Subsequently, the buyer experienced several leaks. He sued the Tomjanoviches for breach of contract, intentional misrepresentation, concealment, and rescission among other things. Not only did the Tomjanoviches deny any wrongdoing, but also they filed a cross-complaint against their listing broker, Coldwell Banker. They alleged that "Coldwell Banker was negligent and breached its fiduciary duties to the Tomjanoviches…"
The jury found that the Tomjanoviches were liable to the buyer on a number of counts. They awarded the buyer compensatory damages of over $2.8 million and punitive damages of $250,000. The jury also determined "that Coldwell Banker… had not acted negligently nor breached any fiduciary duty to the Tomjanoviches."
Coldwell Banker then filed a motion for recovery of attorney's fees and costs.
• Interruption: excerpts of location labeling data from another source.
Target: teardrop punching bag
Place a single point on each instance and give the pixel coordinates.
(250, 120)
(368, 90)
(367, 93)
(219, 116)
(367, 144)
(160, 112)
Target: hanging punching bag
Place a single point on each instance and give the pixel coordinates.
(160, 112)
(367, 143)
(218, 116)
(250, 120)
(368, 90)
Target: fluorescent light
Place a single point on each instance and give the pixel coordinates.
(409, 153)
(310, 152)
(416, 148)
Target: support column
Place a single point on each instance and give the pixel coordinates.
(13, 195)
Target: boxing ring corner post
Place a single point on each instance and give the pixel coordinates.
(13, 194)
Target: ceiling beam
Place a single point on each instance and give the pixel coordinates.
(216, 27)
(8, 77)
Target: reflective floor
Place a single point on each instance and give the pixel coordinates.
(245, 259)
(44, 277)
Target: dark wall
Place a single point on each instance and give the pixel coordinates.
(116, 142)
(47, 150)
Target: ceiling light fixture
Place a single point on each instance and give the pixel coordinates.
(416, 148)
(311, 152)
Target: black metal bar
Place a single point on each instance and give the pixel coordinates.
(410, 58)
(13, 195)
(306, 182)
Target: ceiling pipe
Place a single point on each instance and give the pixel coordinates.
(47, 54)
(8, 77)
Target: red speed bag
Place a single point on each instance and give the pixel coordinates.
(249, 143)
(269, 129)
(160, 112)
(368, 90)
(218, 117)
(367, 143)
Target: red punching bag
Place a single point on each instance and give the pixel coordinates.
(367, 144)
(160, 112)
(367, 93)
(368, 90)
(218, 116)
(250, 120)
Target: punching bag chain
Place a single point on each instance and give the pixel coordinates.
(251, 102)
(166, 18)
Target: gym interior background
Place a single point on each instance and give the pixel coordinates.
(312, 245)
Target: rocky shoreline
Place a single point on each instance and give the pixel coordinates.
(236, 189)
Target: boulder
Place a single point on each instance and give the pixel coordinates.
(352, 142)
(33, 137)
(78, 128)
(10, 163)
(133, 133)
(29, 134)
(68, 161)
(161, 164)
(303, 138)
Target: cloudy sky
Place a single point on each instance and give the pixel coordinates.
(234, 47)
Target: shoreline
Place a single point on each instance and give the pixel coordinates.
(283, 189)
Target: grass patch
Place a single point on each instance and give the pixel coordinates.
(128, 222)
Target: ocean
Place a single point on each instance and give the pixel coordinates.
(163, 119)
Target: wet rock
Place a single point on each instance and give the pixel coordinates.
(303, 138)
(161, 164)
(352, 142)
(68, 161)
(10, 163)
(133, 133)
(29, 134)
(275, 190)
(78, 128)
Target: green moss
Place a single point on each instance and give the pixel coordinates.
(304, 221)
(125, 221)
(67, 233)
Their motion was based on an indemnity clause in the listing agreement. According to California Civil Code § 2772, "Indemnity is a contract by which one engages to save another from a legal consequence of the conduct of one of the parties, or of some other person." The indemnity agreement in the CAR listing contract, which appears in bold print, says this:
"Seller further agrees to indemnify, defend and hold Broker harmless from all claims, disputes, litigation, judgments attorney fees and costs arising from any incorrect information supplied by Seller, or from any material facts that Seller knows but fails to disclose."
The trial court found in favor of Coldwell Banker and entered a judgment on its behalf for attorney fees of –get this! -- $348,372.
The Tomjanoviches appealed, arguing that the indemnity provision only applied to third-party claims (remember, it was Tomjanovich, not the buyer, who sued Coldwell Banker). But the appellate court disagreed. It upheld the trial court's finding.
The Tomjanovich decision is not published for use in decisions by other courts; but it does show that the indemnification provision in the CAR listing agreement has teeth. Listing brokers who do not currently use an indemnity provision in their agreements might want to consider employing one.